A noticia viera por intermédio de Maeve, que enviara uma coruja para Rowena, sabendo que a amiga gostaria de tomar providências sobre qualquer coisa que se referisse ao mago.

Vira no cristal. As brumas se abriram para ela naquela trágica noite, mostrando que a mágoa de Morgana finalmente tomara corpo e ação e a sacerdotisa do lago usara seus poderes para encarcerar aquele que fora seu mestre e algoz. Merlin agora jazia aprisionado para sempre numa coluna de gelo, em algum lugar perdido da Bretanha, enquanto seu pupilo, o rei menino que recebera a espada das mãos da Deusa, caia sob o golpe desferido pelo próprio filho.

Naquela noite, sinistra para todos aqueles que acreditavam nos ideais de cavalheirismo e que conheceram os anos de ouro de Camelot, quando os reis e as fadas caminhavam juntos nas planícies de um país recém reunido, mais do que um sonho se quebrou.

O esforço de Godric fora em vão. Arthur estava morto, assim como Mordred. Godric ainda ficou à beira da falésia olhando as sacerdotisas de Lundy carregarem o corpo do rei, o mesmo rei que entronizaram, para o mar e dali para a ilha, que entre brumas, se fechou para sempre aos olhos humanos.

Helga estava muito abalada. Não saiu da cama por dias seguidos e Rowena, que não tinha mais olhos para chorar, não saia do lado da amiga. O drama abatera a todos e Godric voltara diretamente para Godric’s Hollow, onde em silêncio tentaria superar as grandes perdas que sofrera.

Slytherin não foi visto por ninguém na escola. Aparentemente se ausentara com destino ignorado. Os pais dos alunos foram chamados e lhes foi solicitado que, juntamente com seus filhos, aguardassem em casa notícias de quando as aulas recomeçariam. Ninguém tinha forças para ensinar quando tamanho choque do destino se fizera presente.

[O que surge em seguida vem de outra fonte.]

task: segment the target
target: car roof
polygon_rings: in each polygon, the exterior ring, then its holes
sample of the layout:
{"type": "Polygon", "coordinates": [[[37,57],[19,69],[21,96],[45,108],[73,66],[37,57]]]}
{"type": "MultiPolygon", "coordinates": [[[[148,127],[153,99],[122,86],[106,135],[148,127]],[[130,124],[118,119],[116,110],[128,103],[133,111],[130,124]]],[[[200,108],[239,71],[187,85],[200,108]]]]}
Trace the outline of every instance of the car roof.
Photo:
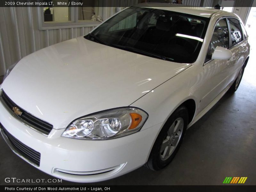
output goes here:
{"type": "Polygon", "coordinates": [[[200,7],[189,7],[182,4],[161,3],[143,3],[138,4],[133,6],[140,7],[154,8],[163,10],[187,13],[191,15],[210,18],[213,14],[220,13],[220,15],[235,16],[233,13],[216,9],[200,7]]]}

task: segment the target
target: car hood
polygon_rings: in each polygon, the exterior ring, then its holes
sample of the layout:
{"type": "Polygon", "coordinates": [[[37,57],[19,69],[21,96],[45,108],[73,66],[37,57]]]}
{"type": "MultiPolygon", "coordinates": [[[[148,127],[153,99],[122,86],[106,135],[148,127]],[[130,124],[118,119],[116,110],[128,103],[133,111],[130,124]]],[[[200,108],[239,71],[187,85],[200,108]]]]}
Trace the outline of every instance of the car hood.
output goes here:
{"type": "Polygon", "coordinates": [[[63,129],[80,117],[129,106],[190,65],[81,37],[24,57],[1,88],[20,107],[63,129]]]}

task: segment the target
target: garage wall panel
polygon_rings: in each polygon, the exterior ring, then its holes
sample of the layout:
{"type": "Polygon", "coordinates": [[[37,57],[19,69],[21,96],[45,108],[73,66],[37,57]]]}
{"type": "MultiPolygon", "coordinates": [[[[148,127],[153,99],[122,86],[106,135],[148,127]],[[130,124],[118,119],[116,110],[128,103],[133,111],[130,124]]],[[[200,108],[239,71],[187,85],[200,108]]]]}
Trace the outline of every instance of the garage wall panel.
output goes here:
{"type": "MultiPolygon", "coordinates": [[[[36,7],[0,7],[0,76],[10,66],[35,51],[82,36],[94,27],[39,30],[36,7]]],[[[107,10],[107,17],[113,13],[107,10]]]]}

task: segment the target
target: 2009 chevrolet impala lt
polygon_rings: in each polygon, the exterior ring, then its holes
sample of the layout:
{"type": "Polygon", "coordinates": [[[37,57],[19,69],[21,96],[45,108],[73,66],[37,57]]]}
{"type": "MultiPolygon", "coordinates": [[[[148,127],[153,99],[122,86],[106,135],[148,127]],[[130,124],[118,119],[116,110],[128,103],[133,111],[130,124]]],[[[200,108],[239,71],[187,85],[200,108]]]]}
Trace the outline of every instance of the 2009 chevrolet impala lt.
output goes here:
{"type": "Polygon", "coordinates": [[[12,150],[78,182],[167,166],[186,130],[237,90],[250,45],[233,13],[161,6],[126,9],[11,66],[0,122],[12,150]]]}

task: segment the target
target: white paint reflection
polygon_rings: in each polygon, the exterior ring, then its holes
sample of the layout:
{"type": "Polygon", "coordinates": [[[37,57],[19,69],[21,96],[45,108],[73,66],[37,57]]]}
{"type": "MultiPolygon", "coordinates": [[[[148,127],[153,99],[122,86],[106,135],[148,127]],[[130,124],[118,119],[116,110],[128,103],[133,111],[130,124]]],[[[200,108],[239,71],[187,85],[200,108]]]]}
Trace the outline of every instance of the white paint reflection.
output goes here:
{"type": "Polygon", "coordinates": [[[44,114],[42,113],[42,112],[41,112],[41,111],[40,111],[40,109],[39,109],[39,108],[38,108],[38,107],[37,107],[37,105],[36,105],[36,108],[37,108],[37,109],[38,109],[38,110],[39,111],[39,112],[40,112],[41,114],[42,114],[42,115],[44,115],[44,114]]]}
{"type": "Polygon", "coordinates": [[[140,85],[141,85],[142,84],[144,84],[144,83],[147,83],[149,81],[151,81],[151,80],[152,80],[150,78],[147,79],[145,79],[145,80],[143,80],[142,81],[137,82],[137,83],[136,83],[136,84],[140,84],[139,85],[138,85],[138,86],[139,86],[140,85]]]}

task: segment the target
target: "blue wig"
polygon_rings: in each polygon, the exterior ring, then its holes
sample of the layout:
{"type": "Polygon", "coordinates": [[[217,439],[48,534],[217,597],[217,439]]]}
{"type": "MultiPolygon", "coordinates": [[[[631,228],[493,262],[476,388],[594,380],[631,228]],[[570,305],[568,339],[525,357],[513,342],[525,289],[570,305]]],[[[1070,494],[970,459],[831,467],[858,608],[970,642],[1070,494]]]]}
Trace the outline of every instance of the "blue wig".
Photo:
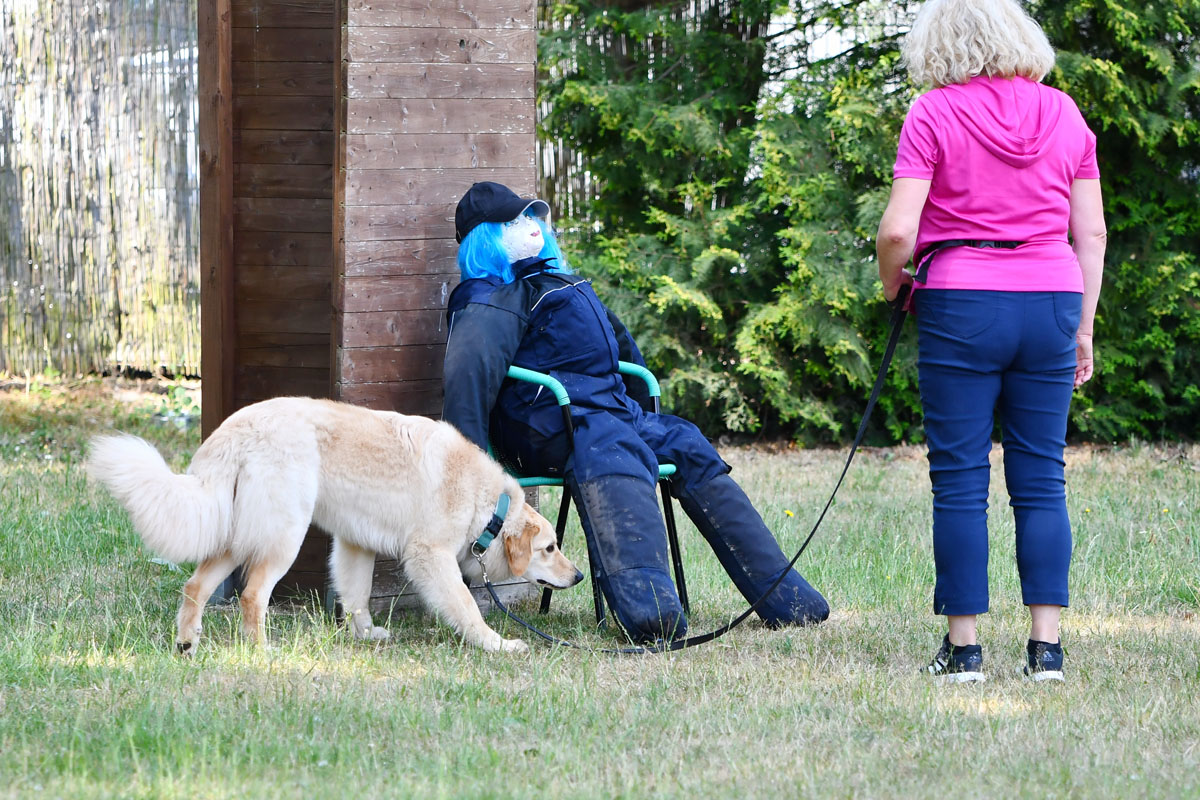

Depois de uma semana, Helga já se sentia melhor e caminhava pelo castelo quando subitamente a escada que descia começou a mover-se. Helga apoiou-se no corrimão para evitar cair e, olhando surpresa para os lados, gritou por Rowena. Mas a amiga não podia chegar até ela, pois outra escada movia-se agora e não havia por onde seguir. Assim que a escadaria em que Helga se encontrava encostou ao patamar, Helga pulou os degraus que faltavam e ficou a observar a estranha cena, onde todas as escadarias de pedra deslocavam-se de seu lugar, viravam e iam apoiar-se em um caminho que não era o original.
Rowena, passado o susto, desatou a rir, sob o olhar inquisitivo de Helga.

–Afinal somos uma escola de magia e bruxaria digna de nota!
–Como diz? – surpreendeu-se Helga.
–Isso! – riu-se ainda mais Rowena, fazendo um gesto com os braços que abrangia toda a área das escadarias. – Ora, fantasmas todo castelo inglês tem, armaduras que andam, portas impossíveis de abrir e caminhos que não dão em lugar algum. Mas escadarias entediadas com seus lugares, que decidem para onde encaminharão as pessoas, isso é realmente incomum!

Helga, após alguns instantes, pareceu entender o espírito do acontecido e a diversão de Rowena com o fato. Devia ter sido um grande poder liberado pela dor daqueles dias que tranformara aquelas escadas em entidades com vontade própria. Helga relaxou e tratou de aproveitar o momento mágico, mas não o fez por muito tempo pois logo batiam à entrada da escola. Rowena e Helga foram abrir a porta e tiveram nova surpresa.

Um grupo de elfos as olhava com intensa gratidão e ansiedade, olhos muito grandes abertos à espera de uma resposta para sua pergunta:

– Senhoras, precisam de elfos domésticos na escola?